The Afro-Argentinian singer-songwriter first made major ripples on the scene with his debut album State of Mind (with a guest appearance from Stevie Wonder on harmonica) back in 2006. Its release was accompanied by a strategic and well-received performance on the Late Show with David Letterman and various tour dates including a London gig supported by, the then unknown, Adele. State of Mind was almost completely an acoustic affair.

The 2007 follow-up World Within A World however drew ire from certain quarters as Midon departed from the unplugged feel of his debut, opting for a fuller, more obviously programmed sound. The detractors need not have worried; the most important element-the songs – were still quality.

Midon has the knack of penning melodies so simple and effective; you wonder why no one else has thought of them before. Neither is he one for over-production and cluttered soundscapes, keeping his arrangements sufficiently spacious. In addition Raul’s live sets are usually stripped down to just the man and his six-string, proving he doesn’t need any gimmicks when the raw gift is on show.

Raul returns this year with Synthesis, possibly his most instantly appealing record yet. True, you don’t get to appreciate the fluidity of his guitar-playing in as pure fashion as on State of Mind, nevertheless the songs still reign supreme. And the organic beauty of Midon’s voice cannot be overstated. With clear Hathaway/Wonder-influenced inflections, all the while maintaining his own vocal identity, he honestly could sing a tax return and make it sound like the sweetest serenade you’ve heard in a long time.

Lyrically, Midon has also matured with each album. Whereas State of Mind suffered from bouts of triteness, Raul comes of age with ‘Synthesis’ with the help of songwriter Larry Klein. On ‘Don’t Be a Silly Man’, a tune about his flustered reaction on encountering one of his musical heroes, Midon reflects…

‘…We talked about our virtues and our crimes, we talked about the nature of these tenuous times and how our constant search for immortality will always be denied…’

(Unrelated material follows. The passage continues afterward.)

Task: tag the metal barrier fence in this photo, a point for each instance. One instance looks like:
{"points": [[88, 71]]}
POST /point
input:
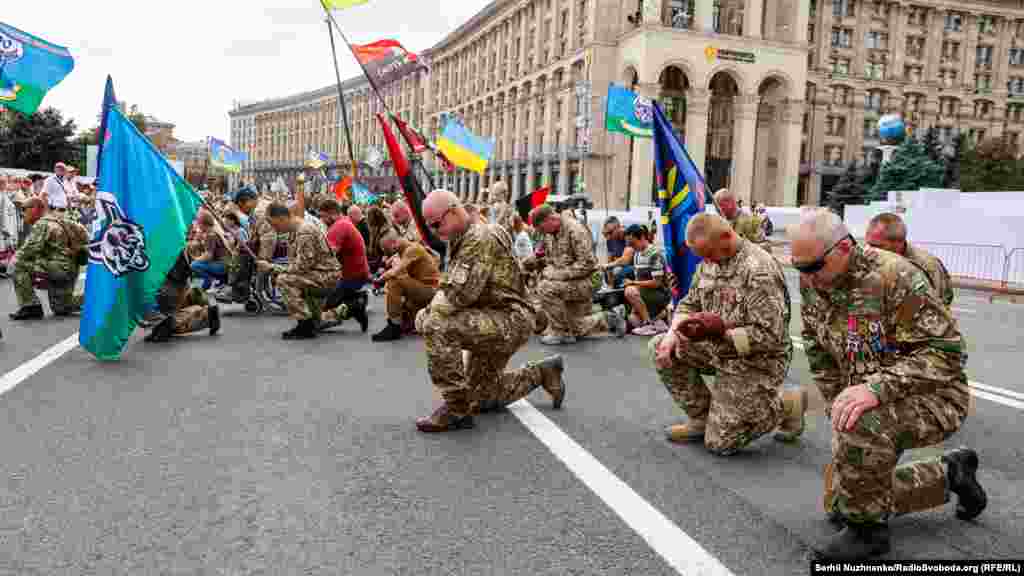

On the poignant ‘When You Call My Name’ he speaks without self-pity on how, being blind, his other senses help him to appreciate the world around him; not least the comfort of hearing a loved one’s voice.

Midon’s ear for a great melody is still apparent throughout Synthesis, as highlighted on the reggae-fied ‘Invisible Chains’, ‘Bonnie’s Song’ and ridiculously contagious ‘Don’t Take It That Way’.

Calling on his various musical inspirations, Midon returns to his Latin roots on the breezy Bossa Nova number ‘Everyone Deserves A Second Chance’. He comes over all Billy Joel on ‘Next Generation’, which is redolent of the Piano Man’s ‘Tell Her About It’ – no complaints here. Midon goes a bit Hip Hop, at least in attitude if not in form, on ‘About You’ with its “I never really gave a f**k about you” refrain earning the album a Parental Advisory warning – something you wouldn’t normally associate with Raul. He must have really been ticked off by somebody.

He turns to his softer, more acoustic side on the bluesy ‘Why Am I Feeling So Bad?’ and a cover of John Lennon’s ‘Blackbird’. Midon’s version is understated but no less heartbreaking in its beauty.

The consistency of Synthesis is reassurance enough that Raul Midon has not lost any of his magic. As far as the blend of pop, folk, soul and jazz is concerned, it’s hard to think of anyone doing it quite as well as him.

–Tola Ositelu

Synthesis is out now on Universal Decca.